Sometimes we think or perhaps we've been told that if I just engage my passions without restraint, that's the path to happiness.
It seems to me that you only have to live to the age of 14 to realize that that doesn't work.
Maybe try a different route.
What are you seeing happening?
I actually have a bit of hope here, not only because it's a demand and a theological virtue, but I actually think things might be improving in as much as, for a long time, at least in the United States, the conservative movement adopted this...
You do you kind of approach to politics.
Oh, yeah, we're the cool party.
We're the free party.
Yeah, whatever.
Look at porn or do drugs.
Or there was a famous essay by P.G. O'Rourke, who's a conservative humorist, which was called The Republican Party Reptile, How to Drive Fast on Drugs While Getting Your Wing Wang Squeezed and Not Spill Your Drink.
And it sort of embodied that 1980s, 90s vision of what it means to be a conservative.
And I'm noticing now the people who still embrace that thing, do whatever you want, just don't make me pay for it.
It's kind of the boomers.
It's kind of this older Gen X. It's kind of this older crowd on the right.
And the younger crowd, the youths that they think that they're appealing to, that I've spoken to, Gen Z and even millennials, they don't want that.
They actually do want some moral order.
They do want some standards and they do want to pursue virtue.
Are you seeing that as well or am I just hallucinating?
No, I'm...
Yeah, no, I'm seeing that as well.
It feels like for so long, people who have been more conservative have tried the sort of incremental approach.
And I'm not poo-pooing that.
I see that there's a reason for that.
But almost like, well, I don't want to come off as too radical.
So yeah, maybe abortion except for rape and incest and – or sorry, just rape and incest, but no other reason.
Yeah, yeah, yeah.
But it seems like more and more it's like, no, we need to speak the truth and speak it clearly.
There is a way to live.
There is a way not to live.
I think we're good to go.
For the common good and that we should act in such a way and even legislate in such a way to bring that about.
Of course, a republic refers to the things we hold in common, the public things.
I mean, we have a constitution to promote the general welfare.
We do live in a society.
We're not just atoms floating around in the world born purely with rights.
We have obligations.
We're in a family, in a community.
We want to live in a nice place and we want to have a nice country.
And one of the people helping to guide us back there, I think, is Matt Fradd.
And I would recommend that everyone go get the book, How to Be Happy, St.

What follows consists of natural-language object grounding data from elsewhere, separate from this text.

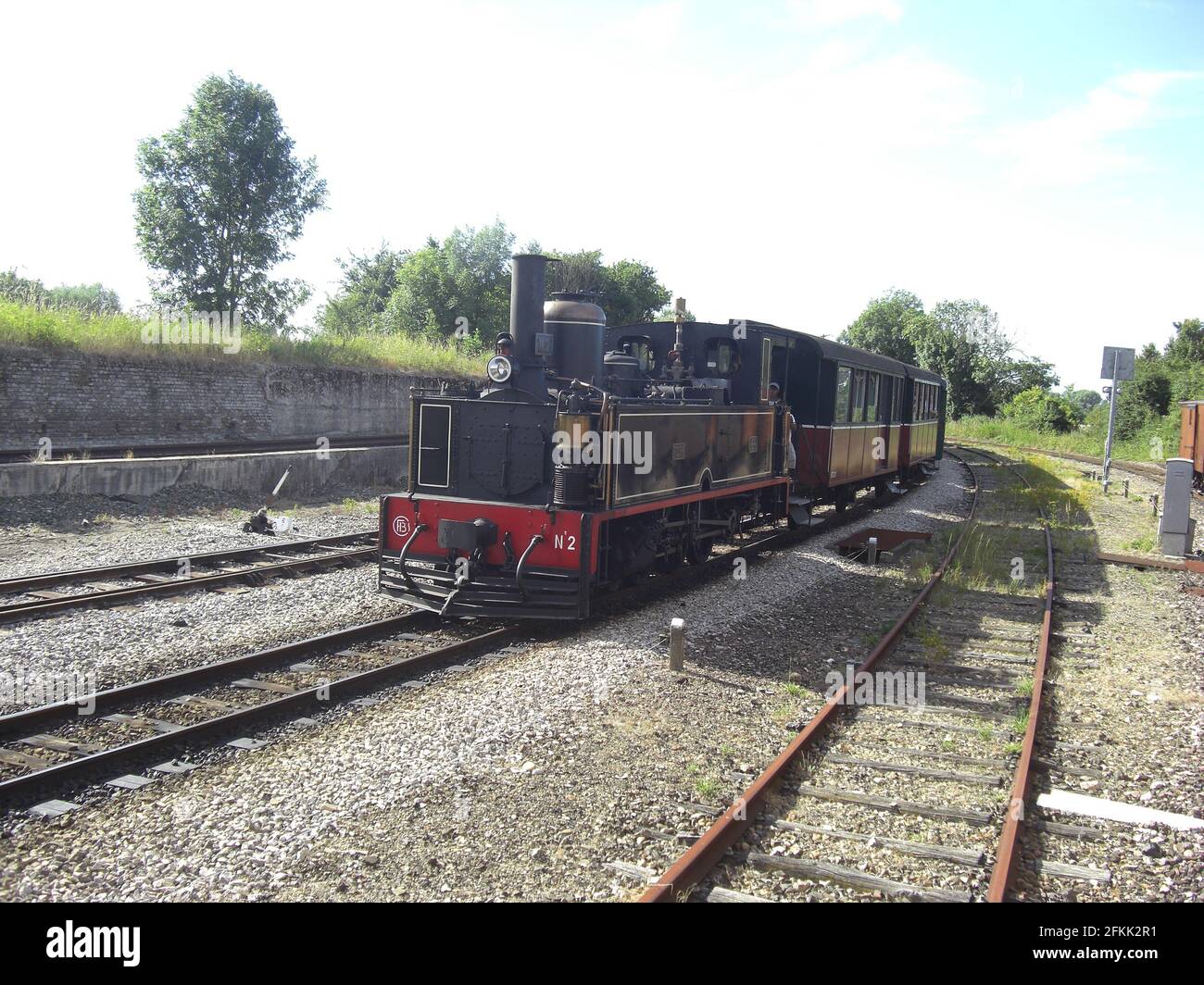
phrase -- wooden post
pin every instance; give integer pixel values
(677, 644)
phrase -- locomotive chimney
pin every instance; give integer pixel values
(526, 321)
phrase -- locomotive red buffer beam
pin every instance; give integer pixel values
(481, 559)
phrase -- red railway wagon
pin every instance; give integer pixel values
(594, 456)
(1191, 437)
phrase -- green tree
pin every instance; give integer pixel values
(95, 299)
(223, 197)
(889, 327)
(92, 299)
(1084, 401)
(1040, 409)
(627, 289)
(364, 293)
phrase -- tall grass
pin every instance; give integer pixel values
(1156, 441)
(65, 328)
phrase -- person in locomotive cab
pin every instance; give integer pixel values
(789, 437)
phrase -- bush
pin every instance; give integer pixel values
(1042, 411)
(121, 335)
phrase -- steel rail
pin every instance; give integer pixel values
(115, 596)
(22, 724)
(311, 699)
(1007, 852)
(77, 455)
(29, 581)
(705, 854)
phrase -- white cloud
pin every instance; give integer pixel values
(1079, 143)
(829, 13)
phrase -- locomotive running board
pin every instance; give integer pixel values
(801, 512)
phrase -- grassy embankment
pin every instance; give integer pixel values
(1155, 443)
(121, 335)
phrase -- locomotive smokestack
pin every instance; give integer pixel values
(528, 272)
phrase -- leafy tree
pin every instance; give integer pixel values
(889, 325)
(224, 196)
(1040, 409)
(462, 283)
(627, 291)
(1019, 375)
(362, 297)
(1187, 345)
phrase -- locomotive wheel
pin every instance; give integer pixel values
(698, 551)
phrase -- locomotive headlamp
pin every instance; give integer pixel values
(500, 368)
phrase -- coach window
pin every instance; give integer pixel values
(873, 381)
(859, 395)
(722, 357)
(843, 387)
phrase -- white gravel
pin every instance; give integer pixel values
(517, 778)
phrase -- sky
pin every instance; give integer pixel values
(784, 161)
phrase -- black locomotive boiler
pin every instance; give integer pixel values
(595, 455)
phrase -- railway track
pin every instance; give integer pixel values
(53, 747)
(1148, 469)
(113, 452)
(949, 775)
(115, 584)
(140, 726)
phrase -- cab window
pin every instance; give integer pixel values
(641, 347)
(722, 357)
(859, 395)
(843, 389)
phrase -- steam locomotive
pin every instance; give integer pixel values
(596, 455)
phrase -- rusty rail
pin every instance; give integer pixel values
(705, 854)
(1007, 850)
(1136, 560)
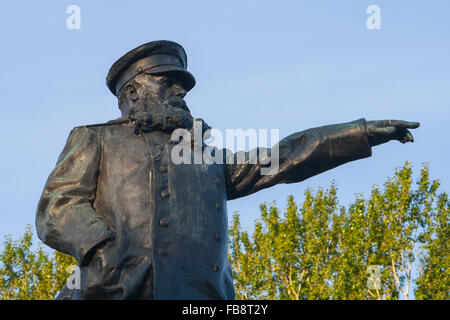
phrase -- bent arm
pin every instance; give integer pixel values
(65, 217)
(301, 156)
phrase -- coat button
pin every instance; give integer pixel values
(163, 222)
(165, 194)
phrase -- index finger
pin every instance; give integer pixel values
(405, 124)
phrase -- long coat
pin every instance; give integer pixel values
(165, 224)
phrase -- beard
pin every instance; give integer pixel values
(154, 114)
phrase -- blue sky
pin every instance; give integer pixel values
(290, 65)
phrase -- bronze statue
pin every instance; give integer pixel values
(142, 227)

Thomas's Secret to a Good Life.
And follow Matt's other stuff, too.
I think you write so clearly, you speak so clearly, you've got a lot of moral courage, even to talk about very difficult issues that a lot of people don't want to talk about, that is just pervading our society.
And I think just...
That simplicity, that clarity is really a way to snap people out of it.
I often go back to Ernest Hemingway's description of bankruptcy as a thing that happens gradually and then suddenly.
And, you know, things can happen suddenly.
There can be big shifts.
We might be in one of those shifts right now, and I hope we have a good life and human flourishing for our whole country.